Thrasher considers himself a friend of FAMU, having helped push through legislation to re-establish the law school in 2000, when he was speaker of the House.
But the engineering-school amendment alarmed supporters and alumni of FAMU, a historically-black institution that has long regarded the predominantly white state government that oversees it with suspicion.
In addition to the shuttering of the law school in the 1960s, older alumni remember when a hospital run by the university was closed a few years after the end of segregation.
"You have a lot of history there, that citizens of this community and graduates of the institution don't feel that they can believe what the state is trying to sell," said Rep. Alan Williams, a Tallahassee Democrat and FAMU alumnus who chairs the Florida Legislative Black Caucus.
Williams doesn't rule out a future vision of two prominent engineering schools -- if both schools agree to a change that is carefully considered.
"But that narrative isn't written in a budget amendment," he said. "That narrative isn't written in a conference report."
The caucus and Congresswoman Corrine Brown, D-Fla., have weighed in against the change, as has Florida A&M.
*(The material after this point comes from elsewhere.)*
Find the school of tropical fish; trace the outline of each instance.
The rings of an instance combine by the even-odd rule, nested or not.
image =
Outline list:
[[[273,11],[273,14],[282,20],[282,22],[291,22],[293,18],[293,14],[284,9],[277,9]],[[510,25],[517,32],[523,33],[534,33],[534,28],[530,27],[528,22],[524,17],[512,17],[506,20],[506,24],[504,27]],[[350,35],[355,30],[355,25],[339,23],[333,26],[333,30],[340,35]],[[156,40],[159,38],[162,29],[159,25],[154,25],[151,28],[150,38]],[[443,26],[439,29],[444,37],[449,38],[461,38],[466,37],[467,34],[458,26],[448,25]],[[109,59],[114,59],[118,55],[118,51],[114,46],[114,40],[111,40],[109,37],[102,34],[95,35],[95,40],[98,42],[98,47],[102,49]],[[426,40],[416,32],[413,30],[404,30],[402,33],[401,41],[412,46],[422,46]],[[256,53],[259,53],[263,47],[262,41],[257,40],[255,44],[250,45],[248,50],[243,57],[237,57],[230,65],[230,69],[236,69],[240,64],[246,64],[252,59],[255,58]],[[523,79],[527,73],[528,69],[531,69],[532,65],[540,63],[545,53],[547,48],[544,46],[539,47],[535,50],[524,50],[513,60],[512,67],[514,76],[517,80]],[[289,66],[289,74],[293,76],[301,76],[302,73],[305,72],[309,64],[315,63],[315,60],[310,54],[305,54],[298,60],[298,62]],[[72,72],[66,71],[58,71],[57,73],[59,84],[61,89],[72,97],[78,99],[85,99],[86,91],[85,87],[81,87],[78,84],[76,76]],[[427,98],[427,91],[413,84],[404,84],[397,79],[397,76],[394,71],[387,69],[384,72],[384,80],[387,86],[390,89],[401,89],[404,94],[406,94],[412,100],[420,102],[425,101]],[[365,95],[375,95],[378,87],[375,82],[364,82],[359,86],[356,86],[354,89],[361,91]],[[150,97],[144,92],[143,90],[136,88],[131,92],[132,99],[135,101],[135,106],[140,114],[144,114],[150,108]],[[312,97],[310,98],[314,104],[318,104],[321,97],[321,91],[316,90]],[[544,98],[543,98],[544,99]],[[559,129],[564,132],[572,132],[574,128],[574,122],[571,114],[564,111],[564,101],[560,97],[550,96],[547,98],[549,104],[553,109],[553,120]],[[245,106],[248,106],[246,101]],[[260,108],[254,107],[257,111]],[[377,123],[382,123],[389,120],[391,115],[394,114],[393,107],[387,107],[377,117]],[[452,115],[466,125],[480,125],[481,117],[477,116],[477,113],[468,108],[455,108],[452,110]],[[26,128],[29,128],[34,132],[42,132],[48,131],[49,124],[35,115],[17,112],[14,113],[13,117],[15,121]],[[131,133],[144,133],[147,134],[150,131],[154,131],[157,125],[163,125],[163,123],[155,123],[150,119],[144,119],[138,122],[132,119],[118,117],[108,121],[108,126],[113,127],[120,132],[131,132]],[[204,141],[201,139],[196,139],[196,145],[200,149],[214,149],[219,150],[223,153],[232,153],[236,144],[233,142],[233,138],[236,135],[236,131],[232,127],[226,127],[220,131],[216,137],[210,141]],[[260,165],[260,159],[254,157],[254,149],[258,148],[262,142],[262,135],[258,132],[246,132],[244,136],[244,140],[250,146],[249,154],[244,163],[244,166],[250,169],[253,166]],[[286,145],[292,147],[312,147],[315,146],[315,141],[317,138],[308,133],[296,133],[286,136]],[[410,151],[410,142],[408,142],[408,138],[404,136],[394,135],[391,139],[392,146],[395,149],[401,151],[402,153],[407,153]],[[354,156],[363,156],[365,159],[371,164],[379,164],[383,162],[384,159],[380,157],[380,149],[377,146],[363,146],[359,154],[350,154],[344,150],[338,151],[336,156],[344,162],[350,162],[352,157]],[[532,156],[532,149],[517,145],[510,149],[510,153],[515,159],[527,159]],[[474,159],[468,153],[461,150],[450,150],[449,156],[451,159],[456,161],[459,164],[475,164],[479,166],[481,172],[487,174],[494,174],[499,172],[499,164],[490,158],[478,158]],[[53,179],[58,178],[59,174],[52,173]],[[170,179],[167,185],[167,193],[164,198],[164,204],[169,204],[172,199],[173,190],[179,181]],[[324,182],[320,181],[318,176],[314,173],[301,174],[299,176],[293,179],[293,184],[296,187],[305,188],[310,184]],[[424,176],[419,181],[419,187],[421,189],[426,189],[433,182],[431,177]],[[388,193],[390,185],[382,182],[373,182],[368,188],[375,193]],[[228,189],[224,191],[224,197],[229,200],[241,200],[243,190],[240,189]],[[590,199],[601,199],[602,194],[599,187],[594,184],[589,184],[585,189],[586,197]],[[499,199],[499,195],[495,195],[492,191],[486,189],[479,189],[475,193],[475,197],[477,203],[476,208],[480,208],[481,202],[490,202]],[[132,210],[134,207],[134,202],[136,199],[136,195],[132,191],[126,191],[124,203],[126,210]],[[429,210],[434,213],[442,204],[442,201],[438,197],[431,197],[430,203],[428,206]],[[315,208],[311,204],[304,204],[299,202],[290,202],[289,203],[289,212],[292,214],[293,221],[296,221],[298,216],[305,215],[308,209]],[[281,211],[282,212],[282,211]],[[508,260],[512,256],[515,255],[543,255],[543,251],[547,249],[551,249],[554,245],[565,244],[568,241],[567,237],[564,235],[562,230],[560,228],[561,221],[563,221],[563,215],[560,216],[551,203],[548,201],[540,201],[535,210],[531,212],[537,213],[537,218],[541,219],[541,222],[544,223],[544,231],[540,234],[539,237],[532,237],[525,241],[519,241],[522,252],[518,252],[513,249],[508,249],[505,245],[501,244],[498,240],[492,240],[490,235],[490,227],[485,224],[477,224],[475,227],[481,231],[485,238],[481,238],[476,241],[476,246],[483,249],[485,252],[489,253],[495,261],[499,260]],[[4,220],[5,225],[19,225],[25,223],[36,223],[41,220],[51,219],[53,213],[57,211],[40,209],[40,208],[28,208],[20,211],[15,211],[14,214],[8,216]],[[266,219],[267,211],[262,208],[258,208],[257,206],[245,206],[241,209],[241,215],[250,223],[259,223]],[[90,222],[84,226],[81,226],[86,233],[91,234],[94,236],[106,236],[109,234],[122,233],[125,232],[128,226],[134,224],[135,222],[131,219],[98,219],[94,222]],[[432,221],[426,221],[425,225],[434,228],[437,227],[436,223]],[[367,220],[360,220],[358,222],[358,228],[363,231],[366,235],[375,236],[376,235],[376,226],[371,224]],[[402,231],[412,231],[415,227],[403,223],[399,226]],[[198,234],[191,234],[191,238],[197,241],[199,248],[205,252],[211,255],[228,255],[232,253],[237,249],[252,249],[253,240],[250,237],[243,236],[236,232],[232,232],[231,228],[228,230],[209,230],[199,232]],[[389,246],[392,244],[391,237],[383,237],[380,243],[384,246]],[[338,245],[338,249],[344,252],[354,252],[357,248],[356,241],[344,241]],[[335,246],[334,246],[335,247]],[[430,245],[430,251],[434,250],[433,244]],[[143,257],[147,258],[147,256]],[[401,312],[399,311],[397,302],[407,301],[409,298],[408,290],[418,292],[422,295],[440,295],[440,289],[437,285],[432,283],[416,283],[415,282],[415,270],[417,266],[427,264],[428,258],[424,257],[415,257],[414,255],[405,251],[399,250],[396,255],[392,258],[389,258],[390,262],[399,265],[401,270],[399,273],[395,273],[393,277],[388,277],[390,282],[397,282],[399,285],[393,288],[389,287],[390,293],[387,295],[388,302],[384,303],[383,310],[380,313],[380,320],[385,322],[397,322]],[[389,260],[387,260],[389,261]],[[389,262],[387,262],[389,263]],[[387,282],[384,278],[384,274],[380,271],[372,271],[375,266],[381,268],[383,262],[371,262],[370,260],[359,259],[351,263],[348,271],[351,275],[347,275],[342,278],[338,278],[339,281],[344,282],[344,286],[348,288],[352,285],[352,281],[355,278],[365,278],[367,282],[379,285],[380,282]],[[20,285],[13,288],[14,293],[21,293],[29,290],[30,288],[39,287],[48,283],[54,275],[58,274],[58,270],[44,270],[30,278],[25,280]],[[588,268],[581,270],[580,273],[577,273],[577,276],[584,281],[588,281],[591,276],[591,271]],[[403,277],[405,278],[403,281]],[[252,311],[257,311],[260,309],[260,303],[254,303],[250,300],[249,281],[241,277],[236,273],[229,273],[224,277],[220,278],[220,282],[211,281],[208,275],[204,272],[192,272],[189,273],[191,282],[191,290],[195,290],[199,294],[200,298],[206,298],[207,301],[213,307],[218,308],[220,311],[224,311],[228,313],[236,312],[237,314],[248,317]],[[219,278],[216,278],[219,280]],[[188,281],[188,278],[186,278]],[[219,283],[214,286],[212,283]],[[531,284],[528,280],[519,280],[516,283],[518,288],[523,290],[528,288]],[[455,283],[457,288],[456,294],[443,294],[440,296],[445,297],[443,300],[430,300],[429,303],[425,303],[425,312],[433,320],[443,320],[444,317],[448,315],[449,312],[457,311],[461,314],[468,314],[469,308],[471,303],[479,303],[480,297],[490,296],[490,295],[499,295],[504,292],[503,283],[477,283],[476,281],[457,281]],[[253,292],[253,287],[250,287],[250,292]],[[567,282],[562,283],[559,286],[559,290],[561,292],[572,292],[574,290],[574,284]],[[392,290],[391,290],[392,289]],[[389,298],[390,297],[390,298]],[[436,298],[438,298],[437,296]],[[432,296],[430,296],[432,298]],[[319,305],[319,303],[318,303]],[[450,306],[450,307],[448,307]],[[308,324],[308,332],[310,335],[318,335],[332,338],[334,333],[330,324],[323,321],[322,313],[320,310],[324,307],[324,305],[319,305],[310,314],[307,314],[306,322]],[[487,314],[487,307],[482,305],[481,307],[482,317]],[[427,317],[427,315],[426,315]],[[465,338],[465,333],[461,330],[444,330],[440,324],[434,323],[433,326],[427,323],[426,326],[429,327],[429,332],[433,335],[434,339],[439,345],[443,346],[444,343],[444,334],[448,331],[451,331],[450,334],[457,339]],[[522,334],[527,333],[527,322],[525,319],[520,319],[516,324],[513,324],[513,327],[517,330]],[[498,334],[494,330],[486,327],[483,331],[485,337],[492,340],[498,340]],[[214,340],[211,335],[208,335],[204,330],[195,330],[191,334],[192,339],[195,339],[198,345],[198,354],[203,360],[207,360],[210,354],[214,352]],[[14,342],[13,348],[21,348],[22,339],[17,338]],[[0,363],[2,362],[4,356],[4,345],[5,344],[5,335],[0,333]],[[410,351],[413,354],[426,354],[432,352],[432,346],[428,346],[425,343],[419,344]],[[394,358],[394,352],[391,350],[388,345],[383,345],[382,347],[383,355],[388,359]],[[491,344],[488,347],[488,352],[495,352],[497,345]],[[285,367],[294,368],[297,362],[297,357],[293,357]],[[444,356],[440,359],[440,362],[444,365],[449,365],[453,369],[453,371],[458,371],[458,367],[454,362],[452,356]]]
"This action sends the wrong message to the citizens of Florida, and other interested parties, about how the Legislature and academic institutions should interact," said a statement issued by five former presidents of Florida A&M.
Interim Provost Rodner Wright said Wednesday that Thrasher's proposal caught the university by surprise at a time when it was trying to get new leadership in place after the selection of President Elmira Mangum. The concerns generally center on whether FAMU's college would get enough funding after FSU opens up its own school.
"It's always very difficult for the smaller institution to compete with a larger institution over a long period of time," Wright said.
Among other things, Wright said, Florida A&M would want its own new facility on campus for an independent engineering school. The current college, which was established in a neutral area close to both universities, is largely surrounded by FSU property.
For now, supporters of the plan to split the college say the FAMU portion would get all of the funding that is currently dedicated to the joint school.
"Nevertheless, we have made clear that FSU cannot pursue our own college without the full commitment of the Legislature to protect the academic interests of Florida A&M University and keep their budget whole," Stokes wrote.
Others aren't so sure.
"It would be a matter of fact that FAMU would not be funded equitably or equally if there were two engineering schools in town," Joseph Webster, a former president of the FAMU National Alumni Association, said in an interview.
Webster has been one of the loudest voices decrying the proposal, writing a scathing column recently in the Tallahassee Democrat that juxtaposed the April 4, 1968, date of the killing of Martin Luther King Jr. with the April 4, 2014, date of a headline about the Senate amendment.
For them, the experiences of Joyner and others linger.
"You have to understand that there is trepidation whenever you talk about decoupling an institution that has stood for 32 years," she said. "Oh yes, we will have funding, but how sufficient will it be? Yes, we will have a building, but will we get the adequate funding to maintain that institution? ...
"I think we move in haste. And I want to know that the lights won't be dimmed and the door closed on the FAMU-FSU College of Engineering."